New York: Wal-Mart Stores Inc. on Thursday reported second-quarter income virtually unchanged from a year ago, but results beat Wall Street expectations.
The world’s largest retailer also raised the low end of its profit outlook as it benefits from a series of cost-cutting moves and draws frugal shoppers away from rivals.
Wal-Mart earned $3.44 billion, or 88 cents per share, in the quarter ended 31 July. That compares with $3.45 billion,or 87 cents per share, in the year-ago period. Revenue fell 1.4% to $100.08 billion.
Analysts surveyed by Thomson Reuters projected earnings per share of 85 cents on revenues of $102.9 billion.
Wal-Mart shares rose $1.11 to $51.62 in premarket trading, after closing at $50.51 Wednesday.
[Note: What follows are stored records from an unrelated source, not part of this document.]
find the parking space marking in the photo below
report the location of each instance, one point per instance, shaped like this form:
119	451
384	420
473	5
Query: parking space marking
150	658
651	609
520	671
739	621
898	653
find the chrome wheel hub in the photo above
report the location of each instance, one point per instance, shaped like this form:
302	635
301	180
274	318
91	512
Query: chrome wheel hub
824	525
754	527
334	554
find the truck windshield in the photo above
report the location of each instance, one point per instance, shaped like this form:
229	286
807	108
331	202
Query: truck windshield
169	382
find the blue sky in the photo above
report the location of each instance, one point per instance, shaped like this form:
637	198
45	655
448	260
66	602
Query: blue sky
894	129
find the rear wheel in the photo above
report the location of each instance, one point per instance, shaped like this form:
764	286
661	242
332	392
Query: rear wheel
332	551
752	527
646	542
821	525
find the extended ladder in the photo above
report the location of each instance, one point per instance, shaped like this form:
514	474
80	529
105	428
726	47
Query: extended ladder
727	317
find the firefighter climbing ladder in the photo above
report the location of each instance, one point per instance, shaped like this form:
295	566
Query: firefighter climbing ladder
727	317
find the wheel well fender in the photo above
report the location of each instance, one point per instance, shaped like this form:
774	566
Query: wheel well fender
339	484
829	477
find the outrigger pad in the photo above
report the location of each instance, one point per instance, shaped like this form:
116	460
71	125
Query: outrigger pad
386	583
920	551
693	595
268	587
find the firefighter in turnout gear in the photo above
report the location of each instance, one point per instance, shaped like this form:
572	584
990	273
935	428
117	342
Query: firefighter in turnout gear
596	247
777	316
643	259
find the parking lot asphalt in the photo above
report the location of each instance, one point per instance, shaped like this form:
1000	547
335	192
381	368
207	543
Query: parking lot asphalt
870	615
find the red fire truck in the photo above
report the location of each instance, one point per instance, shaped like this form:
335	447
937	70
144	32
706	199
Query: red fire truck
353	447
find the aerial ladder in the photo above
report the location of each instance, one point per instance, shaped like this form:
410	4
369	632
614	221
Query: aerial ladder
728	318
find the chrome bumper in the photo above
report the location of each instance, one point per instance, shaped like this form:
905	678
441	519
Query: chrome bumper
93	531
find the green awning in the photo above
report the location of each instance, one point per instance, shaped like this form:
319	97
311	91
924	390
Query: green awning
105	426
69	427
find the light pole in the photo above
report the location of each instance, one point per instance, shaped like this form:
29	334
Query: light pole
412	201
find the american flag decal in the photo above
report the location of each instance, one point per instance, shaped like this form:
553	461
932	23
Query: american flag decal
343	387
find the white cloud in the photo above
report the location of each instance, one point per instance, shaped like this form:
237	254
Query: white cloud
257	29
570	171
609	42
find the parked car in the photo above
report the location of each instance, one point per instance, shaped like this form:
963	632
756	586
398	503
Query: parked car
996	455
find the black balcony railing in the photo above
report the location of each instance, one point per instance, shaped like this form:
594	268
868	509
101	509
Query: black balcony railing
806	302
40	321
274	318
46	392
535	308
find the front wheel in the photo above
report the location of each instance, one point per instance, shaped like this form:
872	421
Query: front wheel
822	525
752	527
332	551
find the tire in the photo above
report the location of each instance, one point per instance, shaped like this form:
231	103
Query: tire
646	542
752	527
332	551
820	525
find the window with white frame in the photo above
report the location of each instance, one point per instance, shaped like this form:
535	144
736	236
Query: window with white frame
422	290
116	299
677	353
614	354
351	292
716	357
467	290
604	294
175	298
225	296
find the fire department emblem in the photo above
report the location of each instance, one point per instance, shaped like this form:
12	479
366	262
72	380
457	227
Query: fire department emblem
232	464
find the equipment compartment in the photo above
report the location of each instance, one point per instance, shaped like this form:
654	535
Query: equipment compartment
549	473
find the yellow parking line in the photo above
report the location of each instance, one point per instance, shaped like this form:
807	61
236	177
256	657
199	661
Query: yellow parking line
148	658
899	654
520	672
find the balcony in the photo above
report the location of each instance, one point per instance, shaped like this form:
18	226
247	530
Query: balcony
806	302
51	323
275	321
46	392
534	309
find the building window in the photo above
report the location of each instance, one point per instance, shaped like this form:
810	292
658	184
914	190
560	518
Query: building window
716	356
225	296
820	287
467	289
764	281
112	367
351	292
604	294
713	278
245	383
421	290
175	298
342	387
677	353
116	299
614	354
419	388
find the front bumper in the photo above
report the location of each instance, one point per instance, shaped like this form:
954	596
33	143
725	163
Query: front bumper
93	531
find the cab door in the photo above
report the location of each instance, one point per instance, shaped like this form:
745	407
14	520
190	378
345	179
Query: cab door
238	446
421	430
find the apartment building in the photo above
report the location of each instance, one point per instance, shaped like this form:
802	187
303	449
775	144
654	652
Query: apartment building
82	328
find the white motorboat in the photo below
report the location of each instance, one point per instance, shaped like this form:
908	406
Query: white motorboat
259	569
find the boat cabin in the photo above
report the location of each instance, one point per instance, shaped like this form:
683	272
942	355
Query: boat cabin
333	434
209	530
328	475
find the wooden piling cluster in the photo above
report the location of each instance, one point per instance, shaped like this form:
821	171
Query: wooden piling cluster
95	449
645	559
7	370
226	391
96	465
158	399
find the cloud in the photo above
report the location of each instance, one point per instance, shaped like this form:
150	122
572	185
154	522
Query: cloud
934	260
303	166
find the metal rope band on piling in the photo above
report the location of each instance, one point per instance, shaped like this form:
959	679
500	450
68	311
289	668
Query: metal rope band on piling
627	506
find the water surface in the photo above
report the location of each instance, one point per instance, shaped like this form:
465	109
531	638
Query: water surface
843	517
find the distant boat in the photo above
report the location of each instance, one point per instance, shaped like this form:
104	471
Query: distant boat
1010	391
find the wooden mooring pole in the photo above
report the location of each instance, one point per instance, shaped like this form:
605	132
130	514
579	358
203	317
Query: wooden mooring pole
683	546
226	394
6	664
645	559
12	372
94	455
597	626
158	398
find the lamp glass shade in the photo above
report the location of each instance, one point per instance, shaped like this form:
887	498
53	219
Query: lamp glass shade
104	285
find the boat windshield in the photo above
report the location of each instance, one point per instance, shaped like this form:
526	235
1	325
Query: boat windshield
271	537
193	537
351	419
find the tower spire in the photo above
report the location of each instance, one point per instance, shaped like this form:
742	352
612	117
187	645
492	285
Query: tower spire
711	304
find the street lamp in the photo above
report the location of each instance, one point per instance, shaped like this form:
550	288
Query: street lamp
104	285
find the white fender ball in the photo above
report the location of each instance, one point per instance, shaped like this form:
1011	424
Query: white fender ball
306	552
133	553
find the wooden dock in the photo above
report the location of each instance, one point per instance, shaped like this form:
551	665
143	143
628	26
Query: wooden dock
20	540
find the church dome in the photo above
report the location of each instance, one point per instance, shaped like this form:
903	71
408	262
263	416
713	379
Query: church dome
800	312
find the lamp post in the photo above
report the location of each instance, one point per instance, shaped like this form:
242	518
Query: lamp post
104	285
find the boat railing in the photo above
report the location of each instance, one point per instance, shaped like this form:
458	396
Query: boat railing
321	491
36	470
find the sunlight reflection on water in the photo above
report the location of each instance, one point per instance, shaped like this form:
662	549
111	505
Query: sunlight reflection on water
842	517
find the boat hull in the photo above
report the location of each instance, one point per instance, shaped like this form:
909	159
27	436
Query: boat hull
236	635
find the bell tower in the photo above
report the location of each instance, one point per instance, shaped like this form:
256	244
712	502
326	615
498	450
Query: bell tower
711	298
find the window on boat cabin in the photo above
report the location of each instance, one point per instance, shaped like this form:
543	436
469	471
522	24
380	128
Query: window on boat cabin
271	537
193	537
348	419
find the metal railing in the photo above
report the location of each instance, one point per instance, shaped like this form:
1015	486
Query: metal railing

But same-store sales, or sales at stores opened at least a year, slipped 1.2% during the period. That figure provided the first glimpse of the company’s key sales performance to analysts, because Wal-Mart stopped reporting those figures on a monthly basis after announcing April results.
“In a sales environment more difficult than we expected, we managed our operations in a disciplined manner,” Mike Duke, president and chief executive, said in a statement. “Our US segments delivered strong inventory performance, which contributed to the company’s healthy increase in year-over-year earnings. We are accelerating our focus on reducing our expenses.”
Wal-Mart boosted the low end of its annual profit guidance to a range of $3.50 to $3.60 per share, from $3.45 to $3.60 per share. Analysts surveyed by Thomson Reuters predict $3.56 per share.
For the third quarter, Wal-Mart expects earnings per share between 78 cents and 82 cents per share, including a 3-cent negative impact from currency exchange rates.